Mathias Storch

from Wikipedia, the free encyclopedia

Michael Mathias Johannes Storch (born April 21, 1883 in Manermiut ; † November 21, 1957 in Ilulissat ) was a Greenlandic pastor , provost , writer and councilor .

Life

Mathias Storch was the son of the hunter David Hans Gustav Storch (1851–?) And his wife Salomine Sofie Ane Johanne Sybille Rafaelsen (1860–?). He attended Grønland's seminary in Nuuk from 1900 to 1906 and received further theological training in Denmark, where he lived for three years with Bishop Christian Ludwigs in Aalborg . In 1909 he returned to Greenland, where he worked in Narsarmijit . On July 18, 1909, he married in Nuuk Ane Jensine Emilie Berthelsen (1889-1913), daughter of the pastor Lars Berthelsen and Laura Johanne Frederikke Berthelsen. On May 16, 1915, he married Emilie Justine Margrethe Johanne Frederiksen (1893–1955), daughter of the hunter Frederik Johan Nikolai Frederiksen and Josefine Bothilde Louise Thale Terkelsen, in Ilulissat.
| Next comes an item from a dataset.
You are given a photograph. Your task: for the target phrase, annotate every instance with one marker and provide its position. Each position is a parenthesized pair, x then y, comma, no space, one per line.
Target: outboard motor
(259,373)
He was ordained in 1910 . He worked as a pastor for a short time in southern Greenland and then in northern Greenland. In 1920 he moved to Ilulissat, where he became provost of North Greenland. In 1927 he became Vice Provost of Greenland, which he remained until his retirement in 1953.

Storch supported the national revival movement Peqatigiinniat and took an active part in public debates, campaigning for the rights of the Greenlanders and calling for their equality with the Danes. In 1921 he was elected to the Greenland Commission. From 1927 to 1932 he was an elected member of the North Greenland State Council , but was represented by Boye Thomsen in 1929 and 1931 .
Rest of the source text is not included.